Michelle Bachelet
From Philosopedia
Verónica Michelle Bachelet Jeria (29 Septebmer 1951 - )
President Bachelet is a Chilean Socialist politician, the first woman to be elected president of her country.
Openly public about her personal life, she told newspaper reporters, "I am a mother of three. Right now, I don't have a partner." A single parent with a 12-year-old daughter and two other grown children, she won in a runoff 2006 election against a center-right billionaire businessman, Sebastián Piñera, obtaining over 50% of the popular vote.
Although Chile is thought of as an ultra-conservative country, one dominated by men and the Roman Catholic Church, she openly said she is an agnostic.

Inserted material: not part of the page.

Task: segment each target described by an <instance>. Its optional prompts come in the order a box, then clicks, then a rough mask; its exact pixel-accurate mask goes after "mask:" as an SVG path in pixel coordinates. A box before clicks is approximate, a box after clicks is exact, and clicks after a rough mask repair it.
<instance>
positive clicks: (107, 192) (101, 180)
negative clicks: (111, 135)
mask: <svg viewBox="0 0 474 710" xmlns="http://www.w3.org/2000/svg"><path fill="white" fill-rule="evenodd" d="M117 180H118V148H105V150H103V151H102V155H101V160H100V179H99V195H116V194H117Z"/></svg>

Her father was a general in the Air Force and, opposed to the military government in Chile, died in prison. Bachelet - who originally was trained as a physician - worked undercover for the Socialist Youth and for weeks was held with her mother, Angelica, in torture and detention centers before being allowed in 1975 to flee the country.
She speaks Spanish, English, German, Portuguese, French, and some basic Russian. To the press, she said,
- I would say I am a socialist, of course, but I wear many hats. I was not a minister of the socialists, I was a minister of all the Chileans. I will be president for all the Chileans."

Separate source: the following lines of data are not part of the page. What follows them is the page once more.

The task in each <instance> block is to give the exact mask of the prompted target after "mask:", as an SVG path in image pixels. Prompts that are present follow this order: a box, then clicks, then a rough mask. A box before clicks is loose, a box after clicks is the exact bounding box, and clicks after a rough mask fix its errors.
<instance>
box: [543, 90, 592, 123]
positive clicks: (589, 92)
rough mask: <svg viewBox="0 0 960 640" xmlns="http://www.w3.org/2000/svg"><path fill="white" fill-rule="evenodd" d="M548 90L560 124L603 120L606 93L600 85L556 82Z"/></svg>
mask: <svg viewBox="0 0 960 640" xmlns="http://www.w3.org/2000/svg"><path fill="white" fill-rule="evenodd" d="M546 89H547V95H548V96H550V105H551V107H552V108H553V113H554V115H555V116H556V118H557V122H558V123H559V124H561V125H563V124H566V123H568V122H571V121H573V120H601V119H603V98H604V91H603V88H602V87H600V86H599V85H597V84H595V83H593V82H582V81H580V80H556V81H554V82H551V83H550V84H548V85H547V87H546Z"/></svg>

The 21 January 2006 issue of New Yorker Staats-Zeitung and Jess Rau's Germany Times has a lead article her winning the election for president. Dennis Middlebrooks, translating the article, noted:
- The article was headlined "the embodiment of all of Chile's mortal sins" (Die Verkoerperung aller Toedsuenden Chiles) and indicated that Bachelet was a socialist and an atheist who has been divorced three times and is a single mother. The article noted that in Catholic Chile open godlessness carries risks, but despite that she prevailed, in large part due to the support of the young voters, who want an end to the patriarchal power system.

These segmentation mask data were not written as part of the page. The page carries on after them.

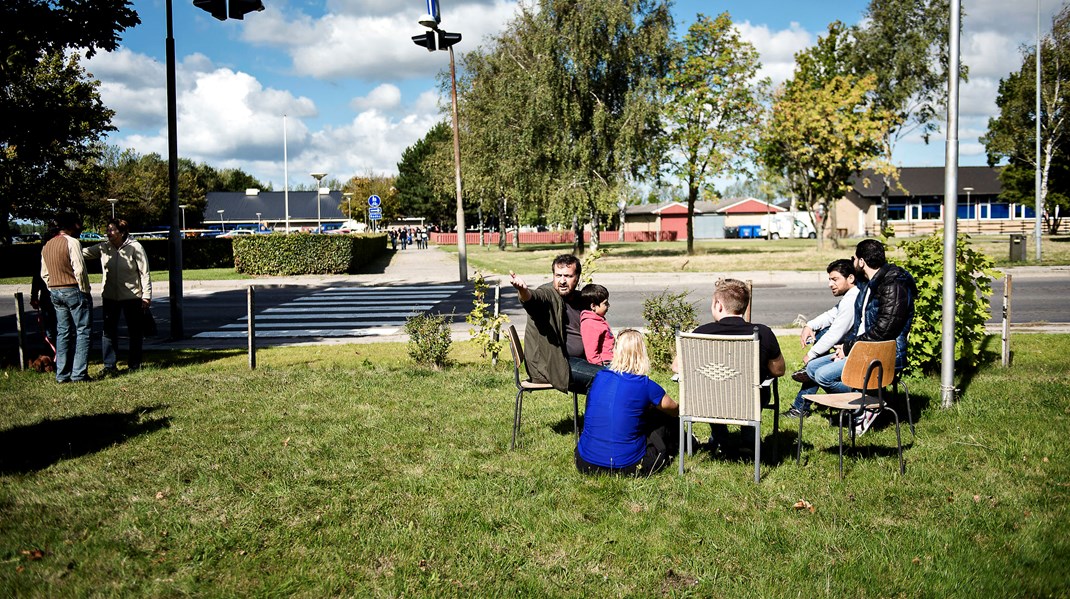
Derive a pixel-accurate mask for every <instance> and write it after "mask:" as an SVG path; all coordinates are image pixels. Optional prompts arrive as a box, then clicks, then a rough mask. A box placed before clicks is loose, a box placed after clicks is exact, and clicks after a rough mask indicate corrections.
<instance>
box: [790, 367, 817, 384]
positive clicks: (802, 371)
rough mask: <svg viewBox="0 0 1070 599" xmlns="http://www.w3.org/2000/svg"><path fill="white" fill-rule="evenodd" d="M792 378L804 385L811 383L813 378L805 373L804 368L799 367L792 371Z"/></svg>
mask: <svg viewBox="0 0 1070 599" xmlns="http://www.w3.org/2000/svg"><path fill="white" fill-rule="evenodd" d="M792 380H793V381H795V382H797V383H802V384H804V385H806V384H809V383H813V379H811V378H810V375H809V374H807V373H806V368H800V369H799V370H796V371H795V372H792Z"/></svg>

In October 2009, Bachelet was described in The New York Times as
- a professed agnostic and single mother of three in a country that legalized divorce only five years ago, shattered the mold of traditional Chilean politicians in this Roman Catholic stronghold. At the start, she said, the political establishment tried to portray her as weak and disrespectful of the office of the president. “It was an important challenge in the first few years,” Ms. Bachelet, 58, said in a recent interview, noting the way other powerful women had urged her to toughen up and “scream and insult” to be respected. “I took a gamble,” she added, “to exercise leadership without losing my feminine nature.”